Bug#908937: ghostscript breaks ocrmypdf autopkgtest

To: submit@bugs.debian.org
Subject: Bug#908937: ghostscript breaks ocrmypdf autopkgtest
From: Paul Gevers <elbrus@debian.org>
Date: Sun, 16 Sep 2018 11:20:46 +0200
Message-id: <[🔎] 619962ff-4694-9d5b-7bcc-8e24605c6b61@debian.org>
Reply-to: Paul Gevers <elbrus@debian.org>, 908937@bugs.debian.org

Source: ghostscript, ocrmypdf
Control: found -1 ghostscript/9.25~dfsg-2
Control: found -1 ocrmypdf/6.2.3-1
X-Debbugs-CC: debian-ci@lists.debian.org
User: debian-ci@lists.debian.org
Usertags: breaks needs-update

Dear maintainers,

With a recent upload of ghostscript the autopkgtest of ocrmypdf fails in
testing when that autopkgtest is run with the binary packages of
ghostscript from unstable.
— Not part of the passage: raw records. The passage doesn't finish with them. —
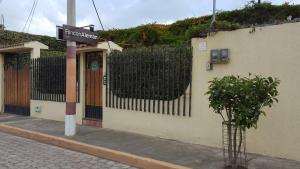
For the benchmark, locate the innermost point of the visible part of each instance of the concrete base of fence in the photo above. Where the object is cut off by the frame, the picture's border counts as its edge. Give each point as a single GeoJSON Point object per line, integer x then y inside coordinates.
{"type": "Point", "coordinates": [125, 158]}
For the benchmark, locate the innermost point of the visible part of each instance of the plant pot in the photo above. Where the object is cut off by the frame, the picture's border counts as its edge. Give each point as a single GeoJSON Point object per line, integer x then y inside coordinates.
{"type": "Point", "coordinates": [234, 146]}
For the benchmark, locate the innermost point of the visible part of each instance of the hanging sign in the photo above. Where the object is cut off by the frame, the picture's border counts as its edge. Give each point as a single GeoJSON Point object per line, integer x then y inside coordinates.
{"type": "Point", "coordinates": [81, 35]}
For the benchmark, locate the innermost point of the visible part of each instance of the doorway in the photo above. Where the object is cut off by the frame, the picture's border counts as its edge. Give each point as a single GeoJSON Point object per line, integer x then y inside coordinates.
{"type": "Point", "coordinates": [17, 84]}
{"type": "Point", "coordinates": [93, 85]}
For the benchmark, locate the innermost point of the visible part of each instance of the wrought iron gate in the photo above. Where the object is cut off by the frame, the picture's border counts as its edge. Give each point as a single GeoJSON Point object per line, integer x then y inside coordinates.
{"type": "Point", "coordinates": [17, 84]}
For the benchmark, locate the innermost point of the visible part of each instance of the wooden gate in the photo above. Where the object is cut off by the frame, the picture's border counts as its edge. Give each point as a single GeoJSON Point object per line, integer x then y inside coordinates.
{"type": "Point", "coordinates": [93, 85]}
{"type": "Point", "coordinates": [17, 84]}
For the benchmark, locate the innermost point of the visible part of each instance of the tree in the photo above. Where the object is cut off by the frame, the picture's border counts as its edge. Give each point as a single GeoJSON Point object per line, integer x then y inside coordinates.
{"type": "Point", "coordinates": [239, 101]}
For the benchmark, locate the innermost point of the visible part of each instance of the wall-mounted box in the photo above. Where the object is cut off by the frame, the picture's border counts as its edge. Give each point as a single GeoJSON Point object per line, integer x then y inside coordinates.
{"type": "Point", "coordinates": [219, 56]}
{"type": "Point", "coordinates": [38, 109]}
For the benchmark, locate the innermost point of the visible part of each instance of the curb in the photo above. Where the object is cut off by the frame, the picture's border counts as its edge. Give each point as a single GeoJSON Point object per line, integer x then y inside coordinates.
{"type": "Point", "coordinates": [125, 158]}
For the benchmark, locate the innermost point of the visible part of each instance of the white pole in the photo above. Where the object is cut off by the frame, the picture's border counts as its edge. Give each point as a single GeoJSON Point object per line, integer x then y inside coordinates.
{"type": "Point", "coordinates": [70, 117]}
{"type": "Point", "coordinates": [214, 12]}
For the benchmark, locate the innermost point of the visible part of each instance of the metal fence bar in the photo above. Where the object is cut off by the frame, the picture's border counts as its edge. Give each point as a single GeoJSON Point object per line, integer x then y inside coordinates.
{"type": "Point", "coordinates": [163, 81]}
{"type": "Point", "coordinates": [153, 74]}
{"type": "Point", "coordinates": [152, 80]}
{"type": "Point", "coordinates": [191, 70]}
{"type": "Point", "coordinates": [178, 82]}
{"type": "Point", "coordinates": [183, 84]}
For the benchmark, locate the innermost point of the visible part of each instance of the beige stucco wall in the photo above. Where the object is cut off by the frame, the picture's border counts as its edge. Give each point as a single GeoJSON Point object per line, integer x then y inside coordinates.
{"type": "Point", "coordinates": [1, 83]}
{"type": "Point", "coordinates": [55, 110]}
{"type": "Point", "coordinates": [269, 51]}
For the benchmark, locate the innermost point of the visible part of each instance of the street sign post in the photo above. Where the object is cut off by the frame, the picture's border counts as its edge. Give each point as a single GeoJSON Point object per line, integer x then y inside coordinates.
{"type": "Point", "coordinates": [81, 35]}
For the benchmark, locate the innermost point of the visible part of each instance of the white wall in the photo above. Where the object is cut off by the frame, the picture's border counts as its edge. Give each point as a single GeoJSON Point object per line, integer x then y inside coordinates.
{"type": "Point", "coordinates": [269, 51]}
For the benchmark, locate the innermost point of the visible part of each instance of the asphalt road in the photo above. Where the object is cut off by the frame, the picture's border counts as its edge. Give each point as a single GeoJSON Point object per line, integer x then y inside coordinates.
{"type": "Point", "coordinates": [21, 153]}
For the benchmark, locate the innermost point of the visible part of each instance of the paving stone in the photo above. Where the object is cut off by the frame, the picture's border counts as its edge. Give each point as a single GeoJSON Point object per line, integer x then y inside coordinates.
{"type": "Point", "coordinates": [21, 153]}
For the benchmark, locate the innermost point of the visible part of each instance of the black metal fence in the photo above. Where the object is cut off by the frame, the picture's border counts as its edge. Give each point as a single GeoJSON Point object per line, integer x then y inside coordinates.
{"type": "Point", "coordinates": [150, 80]}
{"type": "Point", "coordinates": [48, 78]}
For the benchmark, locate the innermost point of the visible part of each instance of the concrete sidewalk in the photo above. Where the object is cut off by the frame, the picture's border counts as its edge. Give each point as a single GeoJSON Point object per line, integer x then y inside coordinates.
{"type": "Point", "coordinates": [189, 155]}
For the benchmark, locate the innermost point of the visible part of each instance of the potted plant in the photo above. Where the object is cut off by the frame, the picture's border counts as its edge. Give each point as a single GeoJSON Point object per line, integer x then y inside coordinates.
{"type": "Point", "coordinates": [240, 102]}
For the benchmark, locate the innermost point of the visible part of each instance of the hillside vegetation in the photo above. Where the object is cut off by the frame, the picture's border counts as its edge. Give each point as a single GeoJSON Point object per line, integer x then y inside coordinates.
{"type": "Point", "coordinates": [178, 33]}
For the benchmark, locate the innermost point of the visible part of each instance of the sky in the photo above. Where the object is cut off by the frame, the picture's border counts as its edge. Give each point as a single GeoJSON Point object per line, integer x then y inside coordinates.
{"type": "Point", "coordinates": [114, 13]}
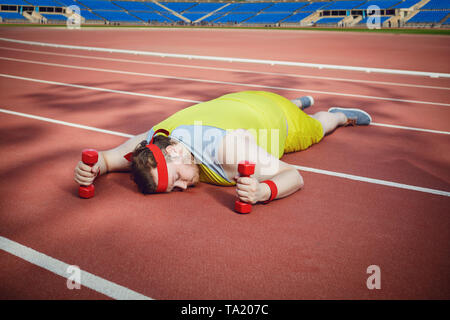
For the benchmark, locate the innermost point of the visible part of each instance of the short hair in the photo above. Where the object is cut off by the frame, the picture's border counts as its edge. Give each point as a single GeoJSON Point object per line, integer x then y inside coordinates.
{"type": "Point", "coordinates": [143, 161]}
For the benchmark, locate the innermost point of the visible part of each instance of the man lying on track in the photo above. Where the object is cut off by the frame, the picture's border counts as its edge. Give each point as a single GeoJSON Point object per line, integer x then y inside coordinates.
{"type": "Point", "coordinates": [205, 142]}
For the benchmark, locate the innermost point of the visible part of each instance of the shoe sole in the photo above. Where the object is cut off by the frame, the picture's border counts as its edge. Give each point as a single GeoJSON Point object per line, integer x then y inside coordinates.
{"type": "Point", "coordinates": [350, 109]}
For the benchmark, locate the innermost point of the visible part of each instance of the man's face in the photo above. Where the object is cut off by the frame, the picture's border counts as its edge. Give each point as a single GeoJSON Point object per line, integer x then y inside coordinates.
{"type": "Point", "coordinates": [182, 172]}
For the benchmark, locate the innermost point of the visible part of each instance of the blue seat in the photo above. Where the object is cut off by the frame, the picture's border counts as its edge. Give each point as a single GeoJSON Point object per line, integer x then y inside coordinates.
{"type": "Point", "coordinates": [179, 6]}
{"type": "Point", "coordinates": [12, 16]}
{"type": "Point", "coordinates": [116, 16]}
{"type": "Point", "coordinates": [297, 17]}
{"type": "Point", "coordinates": [151, 16]}
{"type": "Point", "coordinates": [437, 4]}
{"type": "Point", "coordinates": [326, 20]}
{"type": "Point", "coordinates": [343, 5]}
{"type": "Point", "coordinates": [406, 4]}
{"type": "Point", "coordinates": [100, 5]}
{"type": "Point", "coordinates": [382, 4]}
{"type": "Point", "coordinates": [90, 16]}
{"type": "Point", "coordinates": [58, 17]}
{"type": "Point", "coordinates": [428, 17]}
{"type": "Point", "coordinates": [267, 18]}
{"type": "Point", "coordinates": [234, 18]}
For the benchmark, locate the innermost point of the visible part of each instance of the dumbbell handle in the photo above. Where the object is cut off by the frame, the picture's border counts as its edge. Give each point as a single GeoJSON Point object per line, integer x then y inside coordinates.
{"type": "Point", "coordinates": [89, 157]}
{"type": "Point", "coordinates": [246, 169]}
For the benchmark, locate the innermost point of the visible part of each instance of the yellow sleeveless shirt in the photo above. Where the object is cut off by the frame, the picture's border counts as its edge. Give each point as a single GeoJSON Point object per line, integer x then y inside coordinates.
{"type": "Point", "coordinates": [274, 121]}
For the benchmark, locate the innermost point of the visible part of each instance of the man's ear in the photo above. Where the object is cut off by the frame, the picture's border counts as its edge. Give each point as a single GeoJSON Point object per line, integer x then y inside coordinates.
{"type": "Point", "coordinates": [173, 150]}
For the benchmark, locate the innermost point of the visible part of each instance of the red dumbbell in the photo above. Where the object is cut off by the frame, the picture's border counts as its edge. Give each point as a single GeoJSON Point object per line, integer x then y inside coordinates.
{"type": "Point", "coordinates": [89, 157]}
{"type": "Point", "coordinates": [246, 169]}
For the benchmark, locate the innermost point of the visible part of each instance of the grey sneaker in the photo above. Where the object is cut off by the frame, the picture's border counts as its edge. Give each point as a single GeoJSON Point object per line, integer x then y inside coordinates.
{"type": "Point", "coordinates": [303, 102]}
{"type": "Point", "coordinates": [355, 116]}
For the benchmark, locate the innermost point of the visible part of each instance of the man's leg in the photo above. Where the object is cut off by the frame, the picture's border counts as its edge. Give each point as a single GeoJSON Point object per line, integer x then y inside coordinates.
{"type": "Point", "coordinates": [336, 117]}
{"type": "Point", "coordinates": [303, 102]}
{"type": "Point", "coordinates": [330, 121]}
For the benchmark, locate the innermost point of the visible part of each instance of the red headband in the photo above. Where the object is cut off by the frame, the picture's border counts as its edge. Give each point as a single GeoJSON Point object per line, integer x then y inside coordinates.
{"type": "Point", "coordinates": [161, 165]}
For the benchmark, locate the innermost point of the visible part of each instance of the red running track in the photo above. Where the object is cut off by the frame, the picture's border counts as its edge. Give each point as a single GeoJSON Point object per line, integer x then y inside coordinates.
{"type": "Point", "coordinates": [316, 244]}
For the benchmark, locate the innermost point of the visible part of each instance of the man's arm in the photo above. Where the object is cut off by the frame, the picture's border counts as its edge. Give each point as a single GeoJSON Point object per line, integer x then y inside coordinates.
{"type": "Point", "coordinates": [240, 145]}
{"type": "Point", "coordinates": [108, 161]}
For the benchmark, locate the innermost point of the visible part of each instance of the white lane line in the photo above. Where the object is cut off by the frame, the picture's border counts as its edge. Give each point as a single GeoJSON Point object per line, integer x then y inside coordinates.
{"type": "Point", "coordinates": [408, 128]}
{"type": "Point", "coordinates": [230, 59]}
{"type": "Point", "coordinates": [69, 124]}
{"type": "Point", "coordinates": [320, 171]}
{"type": "Point", "coordinates": [96, 88]}
{"type": "Point", "coordinates": [291, 75]}
{"type": "Point", "coordinates": [374, 181]}
{"type": "Point", "coordinates": [60, 268]}
{"type": "Point", "coordinates": [226, 82]}
{"type": "Point", "coordinates": [184, 100]}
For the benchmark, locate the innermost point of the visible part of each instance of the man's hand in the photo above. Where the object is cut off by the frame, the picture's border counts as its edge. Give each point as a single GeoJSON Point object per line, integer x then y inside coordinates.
{"type": "Point", "coordinates": [249, 190]}
{"type": "Point", "coordinates": [84, 174]}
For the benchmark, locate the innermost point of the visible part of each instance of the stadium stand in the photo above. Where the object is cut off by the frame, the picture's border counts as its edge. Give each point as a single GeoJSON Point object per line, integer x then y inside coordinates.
{"type": "Point", "coordinates": [268, 18]}
{"type": "Point", "coordinates": [11, 16]}
{"type": "Point", "coordinates": [406, 4]}
{"type": "Point", "coordinates": [179, 6]}
{"type": "Point", "coordinates": [44, 3]}
{"type": "Point", "coordinates": [315, 6]}
{"type": "Point", "coordinates": [137, 6]}
{"type": "Point", "coordinates": [90, 17]}
{"type": "Point", "coordinates": [382, 4]}
{"type": "Point", "coordinates": [234, 18]}
{"type": "Point", "coordinates": [382, 20]}
{"type": "Point", "coordinates": [151, 17]}
{"type": "Point", "coordinates": [147, 12]}
{"type": "Point", "coordinates": [296, 18]}
{"type": "Point", "coordinates": [343, 5]}
{"type": "Point", "coordinates": [282, 7]}
{"type": "Point", "coordinates": [54, 17]}
{"type": "Point", "coordinates": [345, 12]}
{"type": "Point", "coordinates": [437, 5]}
{"type": "Point", "coordinates": [116, 16]}
{"type": "Point", "coordinates": [251, 7]}
{"type": "Point", "coordinates": [67, 3]}
{"type": "Point", "coordinates": [99, 5]}
{"type": "Point", "coordinates": [428, 17]}
{"type": "Point", "coordinates": [328, 20]}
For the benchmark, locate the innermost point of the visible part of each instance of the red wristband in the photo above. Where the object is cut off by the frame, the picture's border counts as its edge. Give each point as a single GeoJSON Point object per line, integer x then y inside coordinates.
{"type": "Point", "coordinates": [273, 190]}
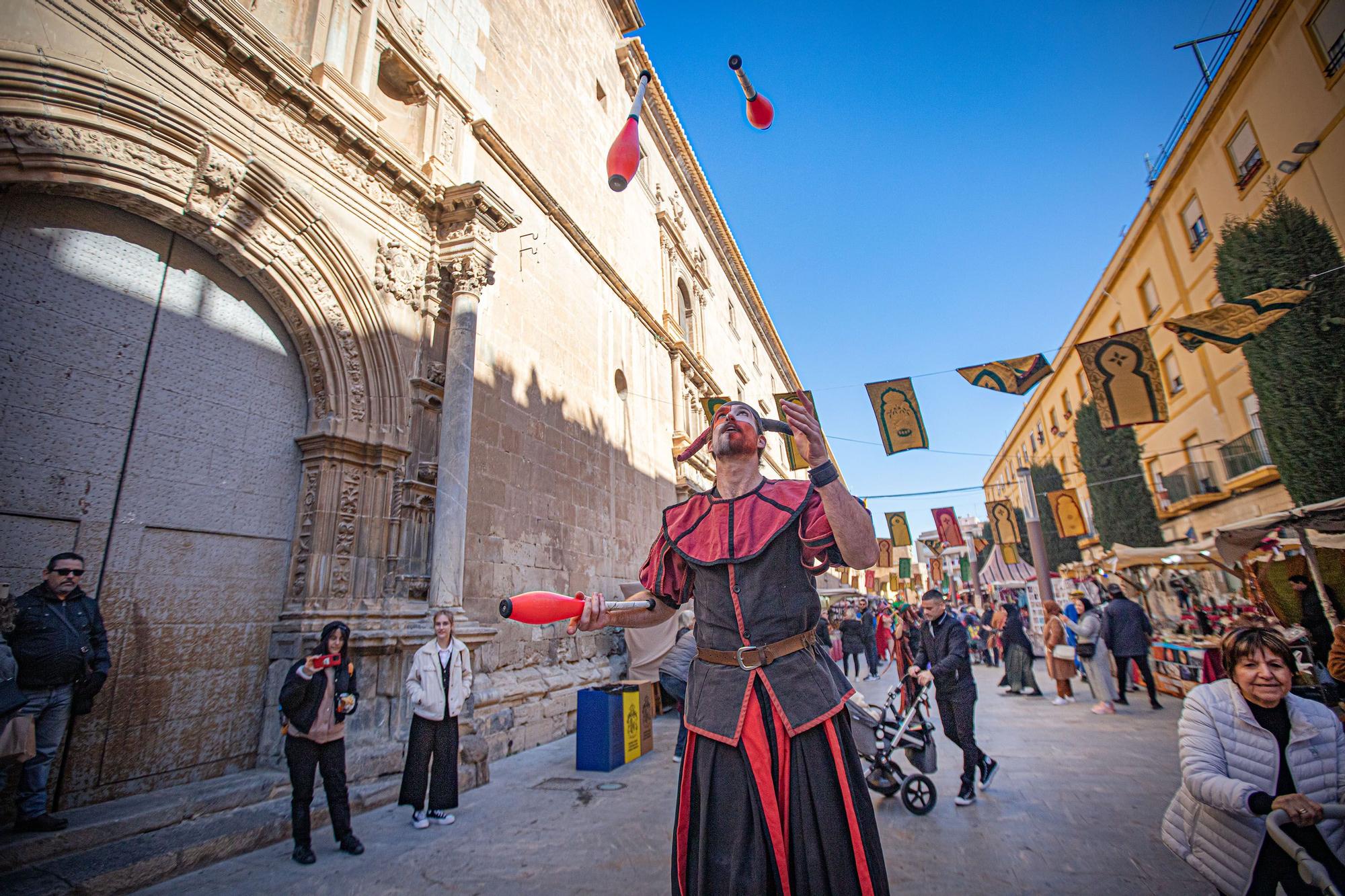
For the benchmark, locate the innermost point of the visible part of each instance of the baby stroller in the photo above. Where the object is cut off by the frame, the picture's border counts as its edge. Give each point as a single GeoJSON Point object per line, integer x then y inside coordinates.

It passes when run with only packages from
testing. I copied some of the output at the bottom of this report.

As ghostscript is uploaded with urgency high, this regression is NOT
delaying of the migration of ghostscript to testing [1]. If this
regression requires blockage of ghostscript to testing, fast action is
required (raising the severity of this bug should be enough, albeit I
haven't tested RC blockage when bugs are assigned to multiple packages.
Due to the nature of this issue, I filed this bug report against both
packages. Can you please investigate the situation and reassign the bug
to the right package? As needed, please change the bug's severity.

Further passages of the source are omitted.